Se veía venir desde hace tiempo y las señales habían sido ampliamente detectadas: los terroristas habían dado por zanjado el capítulo contemporizador tras provocar un equívoco sin recorrido posible: era mentira la proclama de Otegi según la cual ETA estaba dispuesta a desaparecer voluntariamente sin que el Estado pagase precio político por ello. Ahora se ve claramente que con aquellos mensajes voluntaristas los terroristas y sus amigos engañaron maliciosamente al Gobierno, nos engañaron a los ciudadanos: la verdad es que ETA nunca dejó de exigir la ecuación insensata, inaceptable, la paz a cambio de la rendición del Estado. Y este trueque no es, obviamente, posible. No lo será nunca, gobierne quien gobierne. Y, por supuesto, ahora se ve asimismo que quienes afirmaron que Zapatero ya había cedido al chantaje también estaban mintiendo. Una vez más se hace evidente que el retorno del terror a su dimensión concreta y terrenal provoca una reacción realista. Y la colosal bronca que se ha desarrollado entre las fuerzas democráticas se convierte retrospectivamente en un gran disparate. No es razonable convertir en motivo de disputa y en fuente de subjetividad un problema exterior al proceso político del que dependen la estabilidad institucional y la vida de compatriotas. Zapatero y Rajoy se han equivocado -los dos- al mostrarse incapaces de controlar un debate que siempre debió quedar sometido al dictado de la razón. Y ahora, deberán relamerse ambos la herida ante la mirada interrogativa de una opinión pública que los amonesta: ETA sigue golpeándonos.

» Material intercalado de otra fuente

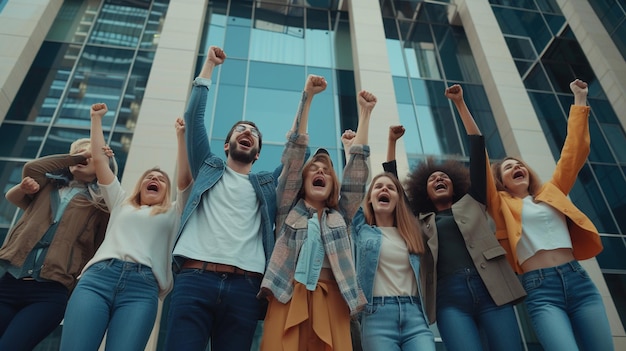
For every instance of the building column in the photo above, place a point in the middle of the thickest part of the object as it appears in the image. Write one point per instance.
(23, 28)
(169, 84)
(372, 73)
(607, 62)
(515, 116)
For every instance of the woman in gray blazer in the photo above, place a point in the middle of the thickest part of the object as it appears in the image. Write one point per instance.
(470, 286)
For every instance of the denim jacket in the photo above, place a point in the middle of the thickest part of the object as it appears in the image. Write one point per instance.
(293, 216)
(207, 168)
(368, 240)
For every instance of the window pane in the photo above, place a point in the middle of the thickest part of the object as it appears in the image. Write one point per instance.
(21, 140)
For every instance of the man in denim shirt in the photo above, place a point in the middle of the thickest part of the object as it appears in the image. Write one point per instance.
(226, 236)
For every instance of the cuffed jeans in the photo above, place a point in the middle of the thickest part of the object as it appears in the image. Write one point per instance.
(116, 297)
(29, 311)
(394, 323)
(466, 314)
(566, 309)
(207, 305)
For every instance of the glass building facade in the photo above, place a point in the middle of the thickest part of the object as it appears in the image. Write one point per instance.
(104, 51)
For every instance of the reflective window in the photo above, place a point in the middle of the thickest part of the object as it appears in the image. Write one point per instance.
(612, 14)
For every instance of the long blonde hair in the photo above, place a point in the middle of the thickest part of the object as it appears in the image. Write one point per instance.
(403, 218)
(135, 197)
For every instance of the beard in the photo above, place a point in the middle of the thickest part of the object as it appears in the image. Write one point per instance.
(241, 156)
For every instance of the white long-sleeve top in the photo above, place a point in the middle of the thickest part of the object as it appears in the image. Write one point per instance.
(134, 235)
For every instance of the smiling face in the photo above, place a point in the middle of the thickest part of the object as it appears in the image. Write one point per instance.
(153, 189)
(383, 196)
(515, 177)
(440, 190)
(244, 143)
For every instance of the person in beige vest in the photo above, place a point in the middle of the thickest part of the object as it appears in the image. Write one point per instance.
(469, 285)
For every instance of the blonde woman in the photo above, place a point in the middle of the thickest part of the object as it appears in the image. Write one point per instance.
(120, 286)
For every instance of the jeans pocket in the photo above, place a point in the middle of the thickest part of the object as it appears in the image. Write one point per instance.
(370, 308)
(531, 283)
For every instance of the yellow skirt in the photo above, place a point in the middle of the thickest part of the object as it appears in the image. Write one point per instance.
(312, 320)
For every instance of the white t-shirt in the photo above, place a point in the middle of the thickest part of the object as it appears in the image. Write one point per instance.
(225, 227)
(134, 235)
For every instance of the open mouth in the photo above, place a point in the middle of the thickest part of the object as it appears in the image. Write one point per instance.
(384, 198)
(245, 142)
(319, 181)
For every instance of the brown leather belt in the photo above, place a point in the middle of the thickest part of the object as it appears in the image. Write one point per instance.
(326, 274)
(218, 268)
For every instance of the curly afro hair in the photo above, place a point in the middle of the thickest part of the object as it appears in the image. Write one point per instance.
(416, 183)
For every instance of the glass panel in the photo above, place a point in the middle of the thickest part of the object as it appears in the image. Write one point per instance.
(612, 256)
(120, 23)
(237, 40)
(44, 84)
(521, 48)
(613, 184)
(342, 42)
(153, 27)
(319, 47)
(60, 139)
(10, 175)
(412, 137)
(134, 92)
(74, 21)
(20, 140)
(273, 111)
(214, 29)
(277, 37)
(456, 57)
(276, 76)
(587, 196)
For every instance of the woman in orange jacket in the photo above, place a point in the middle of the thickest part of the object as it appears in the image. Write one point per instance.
(545, 235)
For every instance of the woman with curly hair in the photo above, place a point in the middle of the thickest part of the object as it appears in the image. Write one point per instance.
(471, 285)
(545, 236)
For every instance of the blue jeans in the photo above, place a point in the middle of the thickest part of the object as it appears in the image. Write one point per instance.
(468, 318)
(29, 311)
(393, 323)
(113, 296)
(566, 309)
(221, 307)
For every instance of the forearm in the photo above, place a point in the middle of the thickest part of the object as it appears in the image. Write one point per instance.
(100, 159)
(471, 128)
(18, 197)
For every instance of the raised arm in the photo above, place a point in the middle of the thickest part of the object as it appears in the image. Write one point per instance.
(455, 94)
(182, 163)
(104, 174)
(356, 171)
(290, 179)
(20, 194)
(196, 136)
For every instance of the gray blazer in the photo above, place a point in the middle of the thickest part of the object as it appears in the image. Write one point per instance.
(484, 249)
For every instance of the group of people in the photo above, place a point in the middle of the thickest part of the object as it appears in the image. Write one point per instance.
(308, 253)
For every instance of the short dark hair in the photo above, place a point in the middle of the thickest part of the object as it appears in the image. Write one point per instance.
(232, 129)
(417, 182)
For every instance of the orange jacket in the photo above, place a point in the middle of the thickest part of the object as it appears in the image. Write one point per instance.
(506, 209)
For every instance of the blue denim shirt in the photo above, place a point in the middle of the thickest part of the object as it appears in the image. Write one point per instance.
(367, 240)
(207, 169)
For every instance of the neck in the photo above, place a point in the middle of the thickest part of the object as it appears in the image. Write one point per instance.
(318, 205)
(384, 219)
(239, 167)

Por descontado, sólo los terroristas son responsables de sus crímenes y no debemos permitir que estos desaprensivos, que juegan con nuestras vidas, influyan sobre nuestro destino. Sin embargo, los políticos sí son responsables del efecto de la violencia terrorista sobre el cuerpo social, sobre los blindajes del Estado. Y la división que aquí ha existido en materia antiterrorista es una baza de los violentos, que han podido introducir cuñas en los intersticios de las instituciones. Su estrategia ha dañado la convivencia y el devenir político de este país, no sólo por la maldad intrínseca de sus enemigos sino también, y sobre todo, por las marrullerías de nuestros partidos, incapaces de establecer un orden de preferencias en que el interés general esté por encima de cualquier ambición particular.

Las elecciones del 27-M nos habían situado en una constructiva disputa, política y creadora. Y de repente, ha sobrevenido la gran contaminación que todo lo degrada, la amenaza que todo lo relativiza. ETA ha irrumpido con su discurso primario, visceral, absurdo. Nos ha llamado fascistas porque no hemos claudicado. Y trata de endosarnos la responsabilidad de la tragedia como si los terroristas fueran la espada flamígera de una trascendencia suprema e inobjetable... La sinrazón de siempre, que cada vez resulta más insufrible, más indigesta, más perturbadora.

Rajoy y Zapatero están a punto de encontrarse, supuestamente para recomponer la unidad antiterrorista, tarde y mal, después de la fallida experiencia de capitalizar ambos la desunión. Y poco después está el debate sobre el Estado de la Nación, en el que sería exigible que la cuestión etarra fuera ya un sobreentendido que no diera lugar a más debate. No ha de ser difícil el acuerdo decisivo porque ETA, aquel 30 de diciembre, perdió los últimos vestigios de credibilidad. Hoy ya no cabe más que la lucha frontal del Estado contra los terroristas, hasta las últimas consecuencias. Sobre esto, ya no puede caber disenso alguno. No sería, pues, necesaria ni una palabra más.